The Capital

Boeing says it’s not guilty of fraud in Max crashes

- By David Koenig

FORT WORTH, Texas — Boeing pleaded not guilty Thursday to a fraud charge in an unusual case in which families of passengers who died in two plane crashes are trying to throw out a settlement the company reached to avoid prosecutio­n.

At a hearing dominated by emotional, wrenching testimony from passengers’ relatives, a federal district judge took the plea and ordered Boeing not to break any laws for the next year.

The judge delayed ruling on a request by the families to appoint a special monitor to examine safety issues at the aerospace giant. Boeing and the Justice Department opposed the request.

More than a dozen relatives of passengers on a Boeing 737 Max that crashed in 2019 in Ethiopia — less than five months after a Max crashed in Indonesia — held nothing back as they testified about their loss. The crashes killed a combined total of 346 people.

Boeing’s chief aerospace safety officer and lawyers for the company and the Justice Department sat just feet away but showed no reaction to any of the stories.
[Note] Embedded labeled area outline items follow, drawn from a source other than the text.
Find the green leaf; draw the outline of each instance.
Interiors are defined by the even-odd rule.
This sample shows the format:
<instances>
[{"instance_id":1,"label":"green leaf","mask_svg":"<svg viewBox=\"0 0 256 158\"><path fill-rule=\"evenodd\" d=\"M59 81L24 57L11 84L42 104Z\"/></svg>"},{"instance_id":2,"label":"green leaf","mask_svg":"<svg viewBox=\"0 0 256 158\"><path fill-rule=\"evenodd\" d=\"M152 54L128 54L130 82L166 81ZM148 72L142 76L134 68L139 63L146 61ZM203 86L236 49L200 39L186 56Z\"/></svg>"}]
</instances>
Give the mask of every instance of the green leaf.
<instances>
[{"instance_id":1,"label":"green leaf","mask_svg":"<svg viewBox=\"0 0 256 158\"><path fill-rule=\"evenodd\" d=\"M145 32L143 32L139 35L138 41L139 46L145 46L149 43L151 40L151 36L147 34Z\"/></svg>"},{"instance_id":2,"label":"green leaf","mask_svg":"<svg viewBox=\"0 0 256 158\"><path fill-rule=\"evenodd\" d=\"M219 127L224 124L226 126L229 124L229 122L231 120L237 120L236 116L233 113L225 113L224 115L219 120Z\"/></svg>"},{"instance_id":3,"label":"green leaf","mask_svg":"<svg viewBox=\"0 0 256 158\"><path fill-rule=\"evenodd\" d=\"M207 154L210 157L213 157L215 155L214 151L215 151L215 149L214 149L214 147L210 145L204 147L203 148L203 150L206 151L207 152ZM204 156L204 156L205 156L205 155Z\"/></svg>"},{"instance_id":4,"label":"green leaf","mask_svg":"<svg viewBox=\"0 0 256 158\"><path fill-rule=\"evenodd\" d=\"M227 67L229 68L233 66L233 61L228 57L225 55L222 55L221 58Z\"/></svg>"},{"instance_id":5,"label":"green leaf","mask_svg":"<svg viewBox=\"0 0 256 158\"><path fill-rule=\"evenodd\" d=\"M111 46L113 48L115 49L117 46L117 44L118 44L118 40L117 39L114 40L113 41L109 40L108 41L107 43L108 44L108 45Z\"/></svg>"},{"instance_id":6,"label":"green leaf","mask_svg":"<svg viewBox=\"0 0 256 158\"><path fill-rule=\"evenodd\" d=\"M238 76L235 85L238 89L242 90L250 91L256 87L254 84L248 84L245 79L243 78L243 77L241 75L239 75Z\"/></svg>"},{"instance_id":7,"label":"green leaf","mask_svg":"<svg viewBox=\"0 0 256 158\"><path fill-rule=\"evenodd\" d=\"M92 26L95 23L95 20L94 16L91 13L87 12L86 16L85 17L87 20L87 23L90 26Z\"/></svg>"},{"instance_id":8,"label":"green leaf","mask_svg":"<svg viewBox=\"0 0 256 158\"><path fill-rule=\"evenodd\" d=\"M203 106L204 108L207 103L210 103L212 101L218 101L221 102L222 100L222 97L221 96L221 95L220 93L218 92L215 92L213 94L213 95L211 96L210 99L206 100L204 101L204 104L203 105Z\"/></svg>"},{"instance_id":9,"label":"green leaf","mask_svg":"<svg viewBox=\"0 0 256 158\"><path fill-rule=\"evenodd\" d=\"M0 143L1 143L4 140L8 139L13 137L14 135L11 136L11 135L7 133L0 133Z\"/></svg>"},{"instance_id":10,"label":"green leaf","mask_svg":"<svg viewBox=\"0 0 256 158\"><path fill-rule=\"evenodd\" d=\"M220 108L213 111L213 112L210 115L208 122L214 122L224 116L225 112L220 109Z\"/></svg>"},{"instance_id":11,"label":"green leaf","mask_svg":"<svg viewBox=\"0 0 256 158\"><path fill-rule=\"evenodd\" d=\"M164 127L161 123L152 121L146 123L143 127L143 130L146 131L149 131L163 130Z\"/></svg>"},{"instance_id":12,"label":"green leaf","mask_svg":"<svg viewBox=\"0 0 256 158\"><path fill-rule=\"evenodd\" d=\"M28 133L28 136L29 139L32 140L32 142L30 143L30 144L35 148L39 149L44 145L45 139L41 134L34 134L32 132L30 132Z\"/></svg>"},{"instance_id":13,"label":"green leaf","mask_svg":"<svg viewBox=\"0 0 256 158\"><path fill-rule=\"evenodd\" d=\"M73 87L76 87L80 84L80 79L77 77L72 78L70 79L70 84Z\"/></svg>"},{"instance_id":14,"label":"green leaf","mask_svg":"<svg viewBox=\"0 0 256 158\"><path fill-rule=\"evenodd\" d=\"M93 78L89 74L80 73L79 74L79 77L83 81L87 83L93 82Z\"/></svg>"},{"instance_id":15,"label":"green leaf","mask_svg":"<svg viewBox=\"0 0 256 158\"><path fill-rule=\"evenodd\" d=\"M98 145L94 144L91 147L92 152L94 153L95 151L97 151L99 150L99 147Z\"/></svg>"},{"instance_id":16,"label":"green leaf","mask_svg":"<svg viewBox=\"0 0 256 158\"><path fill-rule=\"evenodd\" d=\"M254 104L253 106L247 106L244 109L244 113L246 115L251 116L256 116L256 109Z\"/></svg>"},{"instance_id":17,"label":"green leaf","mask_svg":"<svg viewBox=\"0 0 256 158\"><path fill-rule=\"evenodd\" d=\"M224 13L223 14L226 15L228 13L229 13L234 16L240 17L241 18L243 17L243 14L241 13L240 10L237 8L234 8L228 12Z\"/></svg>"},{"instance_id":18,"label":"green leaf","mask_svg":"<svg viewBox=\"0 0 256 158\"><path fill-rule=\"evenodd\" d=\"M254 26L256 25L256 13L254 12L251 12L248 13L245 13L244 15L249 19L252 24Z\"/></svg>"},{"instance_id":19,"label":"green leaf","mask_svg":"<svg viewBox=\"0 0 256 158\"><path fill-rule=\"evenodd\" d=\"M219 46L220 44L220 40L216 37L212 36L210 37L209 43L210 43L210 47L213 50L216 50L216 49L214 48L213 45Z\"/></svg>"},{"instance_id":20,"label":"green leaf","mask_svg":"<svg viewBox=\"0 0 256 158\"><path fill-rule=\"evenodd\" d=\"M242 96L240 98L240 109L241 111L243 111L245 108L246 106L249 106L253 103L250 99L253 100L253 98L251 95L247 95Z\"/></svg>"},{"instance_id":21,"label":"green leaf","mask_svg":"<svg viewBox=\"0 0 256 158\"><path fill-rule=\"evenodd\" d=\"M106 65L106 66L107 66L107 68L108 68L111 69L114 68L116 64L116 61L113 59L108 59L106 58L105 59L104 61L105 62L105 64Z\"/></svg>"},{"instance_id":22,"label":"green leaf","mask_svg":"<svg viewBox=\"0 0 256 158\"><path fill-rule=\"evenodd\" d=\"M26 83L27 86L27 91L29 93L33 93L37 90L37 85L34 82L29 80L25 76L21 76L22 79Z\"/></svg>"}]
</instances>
The Justice Department investigat­ed Boeing after the second Max crash and settled the case in January 2021. With the settlement, the government agreed not to prosecute Boeing on a charge of defrauding the United States by deceiving regulators who approved the plane. In exchange, the company paid $2.5 billion, including a $243.6 million fine.

The families are still stunned. “We want to see real justice, and that has to be prosecutio­ns for manslaught­er,” said Naoise Connolly Ryan, whose husband was on the second Max that crashed.

The fate of the settlement could rest with Judge Reed O’Connor.

He carved a path for the families to challenge the settlement by ruling last November that the Justice Department had violated federal law by not consulting with crime victims before what amounted to a plea deal.